Using NixOS in an isolated environment

Hi! I will work on a scientific base on Kerguelen Islands for a full year from next November. There, internet access is provided through a low-bandwidth VSAT connection and reserved for professional activities, so I won’t be able to use it to install software for my personal projects.

I want to use this constraint as an opportunity to study the use of NixOS in an isolated environment. My goal is to be able to update my configuration, install new software and deploy NixOS machines without relying on an internet access.

What I already know

So far, I know that setting up a local NixOS channel is as easy as getting https://nixos.org/channels/nixos-19.03/nixexprs.tar.xz. I can also copy the corresponding binary cache locally by running:

curl -L https://nixos.org/channels/nixos-19.03/store-paths.xz \
    | xz -d \
    | xargs \
      nix copy --store https://cache.nixos.org/ \
               --to file:///path/to/nixos-19.03/

Now, that works great if I want to install something that is in the binary cache. And here start my questions.

What I want to know

  1. What exactly is included in the binary cache for a full channel, like nixos-19.03?
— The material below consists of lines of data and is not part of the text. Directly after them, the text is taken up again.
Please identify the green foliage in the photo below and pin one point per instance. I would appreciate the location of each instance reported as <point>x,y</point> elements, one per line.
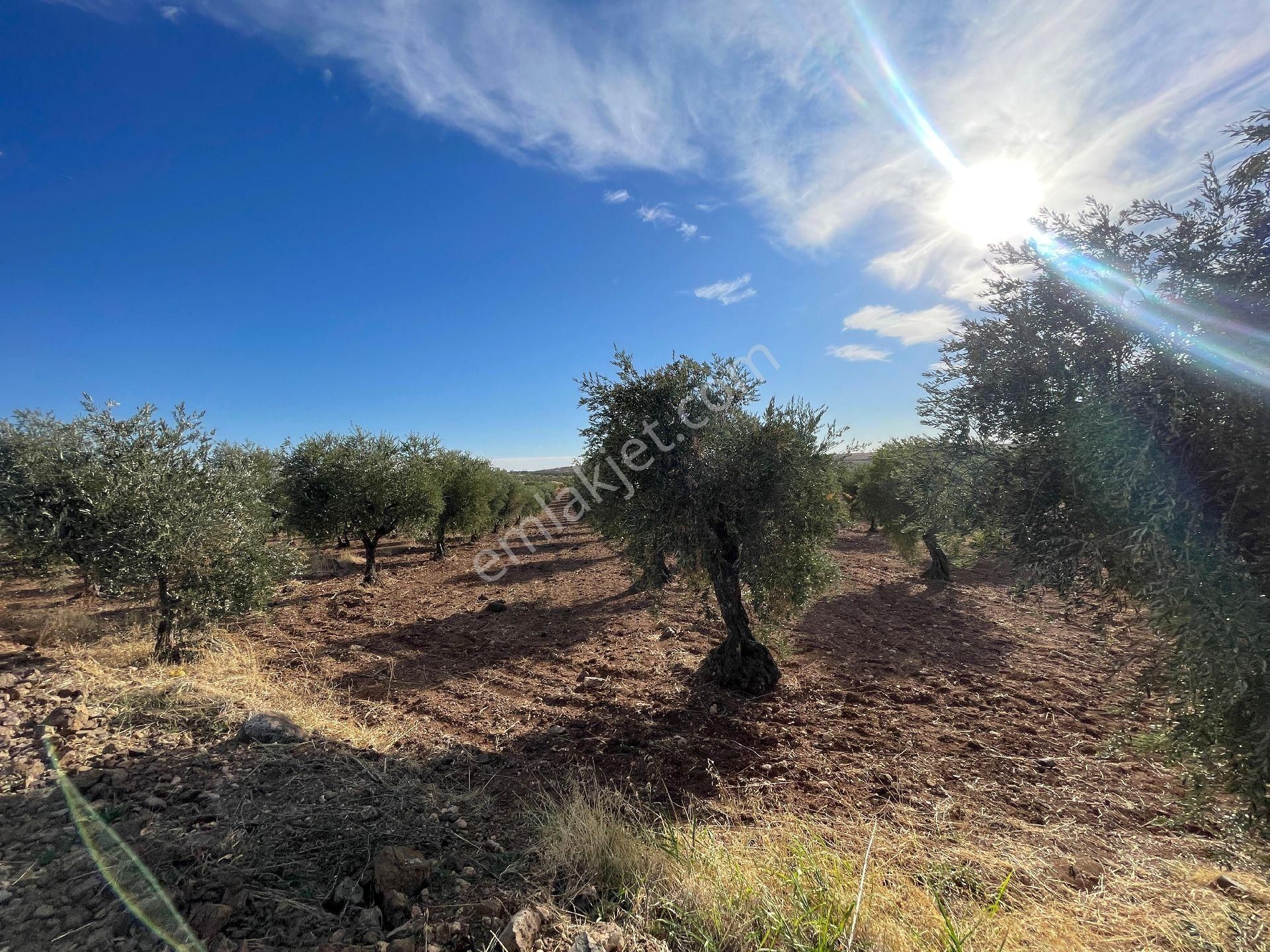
<point>1126,362</point>
<point>930,492</point>
<point>145,507</point>
<point>751,498</point>
<point>42,510</point>
<point>361,484</point>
    On this first question, I know that any variant of a derivation—by updating its compile flags for instance—is not included. However, its source is cached so I can build it, so it’s not an issue.

  2. For what is not included, are the sources cached?

    If a source is cached, I can build it in an isolated environment, so that’s great.

  3. How can I cache the full set of sources?

    This would permit to install anything that is referenced in nixpkgs, which would be pretty neat. However, I don’t know if it is possible, and how much space it would require.

  4. What about the different architectures?

    How are managed the different architectures, like x86_64 vs aarch64? I would like to be able to setup aarch64 machines too if I want.

Any insight on these subjects is well appreciated :slight_smile:

9 Likes

I would be really interested in how big that cache would be (without sources and with sources).

The sources are also just derivations and as such they are also cached. One possible starting point could be to write a nix functions that walks over all derivations/attributes in the package set and and extracts src.outPath from each of them. You can then create a list and feed that to your nix copy solution above. However, this might miss some fetch* statements that are not directly placed as src attributes.

Another possibility may also be to generate a list of package that nixpkgs contain, and then, for each package, evaluate the package (without compiling, with readonly), with a modified fetchurl function that output the source and the hash of the url. You can then fetch these path with a script.

I’ve finished simple Nix copies for nixos-19.03-small and nixos-19.03, the sizes are here, showing it is not that big:

NAME                                    REFER  COMPRESS  RATIO
helios/test/cache                       1,11M       lz4  1.01x
helios/test/cache/nixos-19.03           71,0G       lz4  1.01x
helios/test/cache/nixos-19.03-small      572M       lz4  1.02x

However, I don’t know (yet) the proportion of what is not included.

@tilpner sent me some scripts on #nix:matrix.org, and notably this repository. I’ll dig into it, maybe there are some interesting things there.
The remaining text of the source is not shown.